Algorithmic Decision-Making And Corporate Criminal Liability In India: Re-Examining Fault Attribution In The AI Era
- IJLLR Journal
- Aug 21
- 2 min read
Nitish R Daniel, Assistant Professor of law at Barkatullah University and Ph.D Research scholar at National Law University Delhi.
ABSTRACT
Rapid adoption of algorithmic decision-making is transforming how Indian corporations price products, screen borrowers, trade securities and manage supply chains. Yet when an autonomous system causes social harm through biased lending, errant trading or unsafe recommendations India’s century- old fault attribution doctrines strain to respond. This article offers the first systematic re-examination of corporate criminal liability in India through the lens of artificial intelligence (AI). Part II maps four orthodox theories: vicarious liability, identification, aggregate knowledge and the corporate- fault model and demonstrates why each rests on human agency assumptions that algorithmic autonomy disrupts. Part III isolates three doctrinal pressure points unique to AI: the evidentiary collapse of mens rea, the tension between strict-liability offences and opacity-by-design, and the fragility of causal chains in self-learning systems.

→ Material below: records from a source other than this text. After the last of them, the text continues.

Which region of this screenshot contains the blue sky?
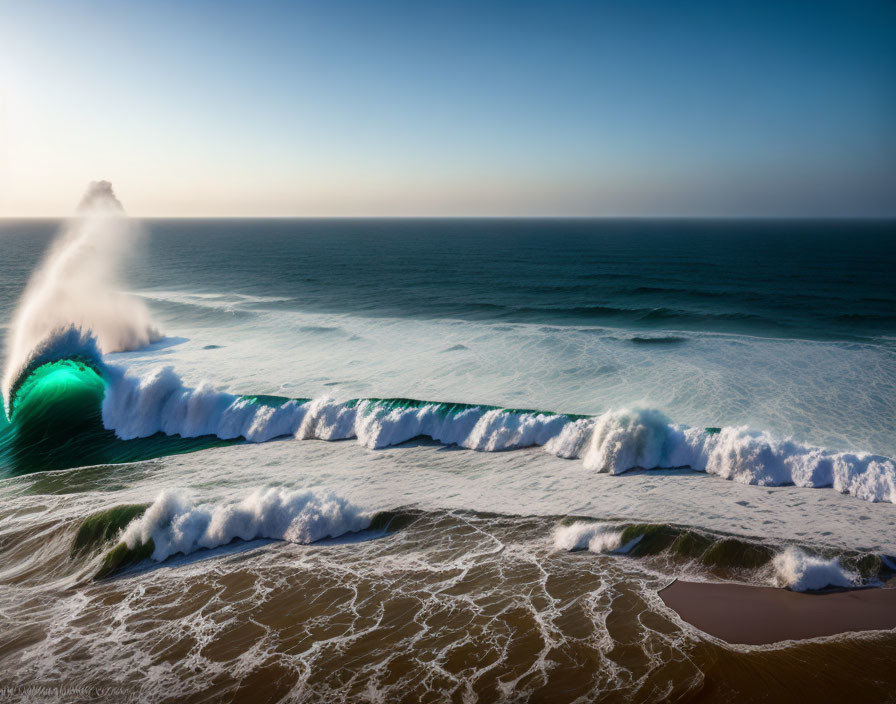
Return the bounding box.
[0,0,896,216]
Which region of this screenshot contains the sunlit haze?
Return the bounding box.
[0,0,896,217]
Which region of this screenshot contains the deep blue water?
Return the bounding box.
[0,219,896,339]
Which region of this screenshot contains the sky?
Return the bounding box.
[0,0,896,217]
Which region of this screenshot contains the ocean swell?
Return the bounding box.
[121,488,371,562]
[96,360,896,503]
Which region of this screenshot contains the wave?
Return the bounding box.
[774,547,862,592]
[103,367,896,503]
[553,519,893,591]
[88,487,372,578]
[0,329,896,503]
[2,181,161,416]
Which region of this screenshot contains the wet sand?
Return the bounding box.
[659,580,896,645]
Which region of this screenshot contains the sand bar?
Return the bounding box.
[660,580,896,645]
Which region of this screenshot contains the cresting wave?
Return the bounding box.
[2,181,161,416]
[553,519,894,592]
[103,354,896,503]
[3,329,896,503]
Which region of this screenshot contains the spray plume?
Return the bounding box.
[2,181,161,414]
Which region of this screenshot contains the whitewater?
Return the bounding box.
[0,183,896,701]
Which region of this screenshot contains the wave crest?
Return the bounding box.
[121,488,371,562]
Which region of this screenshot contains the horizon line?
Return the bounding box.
[0,212,896,221]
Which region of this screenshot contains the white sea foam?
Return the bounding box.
[2,181,161,412]
[122,488,370,562]
[96,358,896,503]
[772,547,862,592]
[554,521,641,553]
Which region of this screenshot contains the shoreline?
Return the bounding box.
[658,579,896,645]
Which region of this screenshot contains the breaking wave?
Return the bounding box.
[553,519,893,592]
[0,328,896,503]
[2,181,161,415]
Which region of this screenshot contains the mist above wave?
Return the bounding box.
[2,181,161,413]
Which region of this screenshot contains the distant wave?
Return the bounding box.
[7,330,896,503]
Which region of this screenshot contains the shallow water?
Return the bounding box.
[0,221,896,701]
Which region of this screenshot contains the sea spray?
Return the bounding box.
[2,181,161,415]
[773,546,861,592]
[121,488,371,562]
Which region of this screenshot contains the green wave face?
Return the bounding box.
[0,359,228,475]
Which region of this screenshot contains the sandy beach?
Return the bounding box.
[660,580,896,645]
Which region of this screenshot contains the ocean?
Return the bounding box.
[0,214,896,702]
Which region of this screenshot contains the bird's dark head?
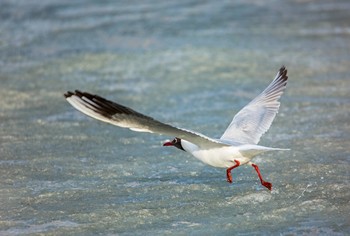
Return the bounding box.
[163,138,185,151]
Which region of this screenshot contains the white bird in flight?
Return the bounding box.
[64,66,289,190]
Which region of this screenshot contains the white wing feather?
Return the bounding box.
[64,90,228,149]
[220,66,288,144]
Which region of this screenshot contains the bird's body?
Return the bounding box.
[181,140,288,168]
[65,67,288,190]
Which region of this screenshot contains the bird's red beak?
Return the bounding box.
[163,142,174,146]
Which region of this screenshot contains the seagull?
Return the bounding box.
[64,66,290,191]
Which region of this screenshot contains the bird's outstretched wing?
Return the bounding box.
[64,90,227,149]
[220,66,288,144]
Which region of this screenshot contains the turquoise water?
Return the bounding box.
[0,0,350,235]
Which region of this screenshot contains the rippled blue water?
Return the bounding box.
[0,0,350,235]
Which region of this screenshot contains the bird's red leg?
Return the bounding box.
[251,163,272,191]
[226,160,241,183]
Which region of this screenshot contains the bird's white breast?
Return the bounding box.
[181,139,249,168]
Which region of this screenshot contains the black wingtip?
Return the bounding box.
[63,89,84,98]
[279,65,288,81]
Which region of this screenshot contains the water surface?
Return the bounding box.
[0,0,350,235]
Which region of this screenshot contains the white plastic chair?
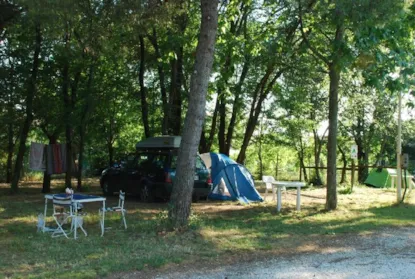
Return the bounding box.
[262,175,275,201]
[99,191,127,229]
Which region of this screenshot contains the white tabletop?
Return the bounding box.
[45,194,107,203]
[273,181,306,187]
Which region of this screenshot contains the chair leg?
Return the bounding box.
[72,216,88,239]
[52,216,69,238]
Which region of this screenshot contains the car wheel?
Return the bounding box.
[140,184,154,202]
[102,180,113,197]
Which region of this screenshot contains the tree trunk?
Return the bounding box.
[338,145,347,184]
[313,129,325,186]
[138,35,151,138]
[169,0,218,228]
[326,63,340,210]
[62,27,72,188]
[236,68,282,164]
[76,65,94,191]
[6,120,14,183]
[11,23,42,193]
[225,58,250,154]
[107,143,114,167]
[218,90,229,156]
[150,27,169,135]
[207,97,220,151]
[42,135,57,193]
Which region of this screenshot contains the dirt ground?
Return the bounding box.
[0,179,415,279]
[109,227,415,279]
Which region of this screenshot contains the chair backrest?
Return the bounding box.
[53,195,73,213]
[262,175,275,189]
[118,190,125,208]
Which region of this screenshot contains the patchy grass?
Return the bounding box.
[0,181,415,278]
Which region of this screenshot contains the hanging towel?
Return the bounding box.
[29,142,46,171]
[46,144,54,175]
[60,143,67,172]
[46,144,66,174]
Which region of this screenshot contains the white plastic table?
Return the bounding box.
[273,181,306,212]
[43,194,107,236]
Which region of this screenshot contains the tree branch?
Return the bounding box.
[298,0,330,65]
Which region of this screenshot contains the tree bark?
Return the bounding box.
[42,136,57,193]
[138,35,151,138]
[326,60,340,210]
[76,65,94,191]
[169,0,218,228]
[149,27,169,135]
[11,23,42,193]
[338,144,347,184]
[6,120,14,183]
[225,58,250,154]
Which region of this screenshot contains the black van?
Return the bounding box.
[100,136,212,202]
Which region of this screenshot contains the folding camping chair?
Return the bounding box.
[52,195,87,239]
[99,191,127,229]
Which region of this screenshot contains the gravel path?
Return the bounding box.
[152,227,415,279]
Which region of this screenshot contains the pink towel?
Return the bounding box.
[29,142,46,171]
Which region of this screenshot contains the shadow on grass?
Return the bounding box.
[0,185,415,278]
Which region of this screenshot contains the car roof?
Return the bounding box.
[135,136,182,151]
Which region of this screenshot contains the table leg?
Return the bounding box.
[297,186,301,211]
[42,198,48,235]
[277,186,281,212]
[101,201,105,236]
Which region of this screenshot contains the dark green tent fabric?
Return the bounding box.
[365,168,411,188]
[365,168,396,188]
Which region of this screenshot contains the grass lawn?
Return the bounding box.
[0,180,415,278]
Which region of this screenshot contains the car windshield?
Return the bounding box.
[134,152,168,169]
[170,155,206,170]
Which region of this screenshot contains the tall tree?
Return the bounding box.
[11,21,42,193]
[169,0,218,228]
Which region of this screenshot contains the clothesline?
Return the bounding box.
[29,142,77,174]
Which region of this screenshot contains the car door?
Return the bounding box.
[124,154,142,194]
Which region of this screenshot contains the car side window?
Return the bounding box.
[153,154,167,169]
[170,155,206,170]
[196,156,206,170]
[170,155,177,169]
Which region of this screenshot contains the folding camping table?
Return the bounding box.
[42,194,106,236]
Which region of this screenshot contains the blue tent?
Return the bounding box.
[201,152,263,203]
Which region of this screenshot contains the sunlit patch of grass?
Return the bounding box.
[0,182,415,278]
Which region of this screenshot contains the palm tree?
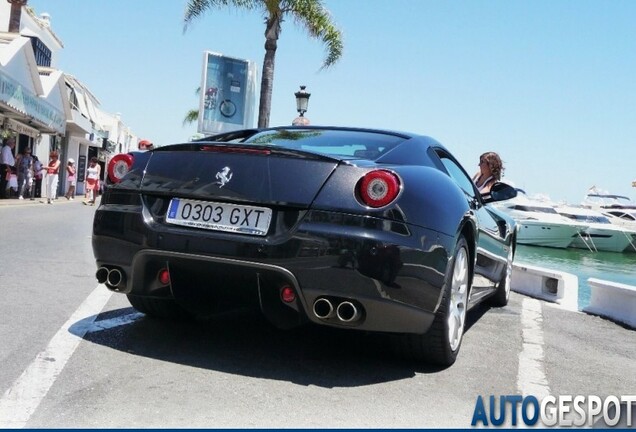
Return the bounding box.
[183,87,201,126]
[7,0,29,33]
[183,0,342,128]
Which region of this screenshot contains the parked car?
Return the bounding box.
[92,127,516,366]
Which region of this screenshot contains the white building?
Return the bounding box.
[0,0,138,195]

In Part IV, the analysis turns to India’s positive law through close reading of the Companies Act 2013, the Information Technology Act, and a cross-section of sector-specific regimes, which shows the inadequacy of present penal provisions to address AI harms. Statutes typically hinge liability on “persons in charge of, and responsible to, the company,” a formulation ill-suited where no natural person can reasonably foresee or control machine-generated outputs. Judicial glosses provide limited relief and risk inconsistent outcomes. Synthesizing these doctrinal and statutory gaps, the article advances a reform blueprint. Key recommendations include: statutory duties of algorithmic governance (explainability, audit trails, bias testing) as predicates for compliance-based defences; a risk-tiered strict-liability matrix for high-impact deployments; calibrated reversal of the burden of proof on organisational due diligence; and safe-harbour incentives for open-source transparency. By recalibrating fault attribution around organisational risk management rather than elusive human intent, India can preserve criminal law’s deterrent force without stifling innovation in the AI era.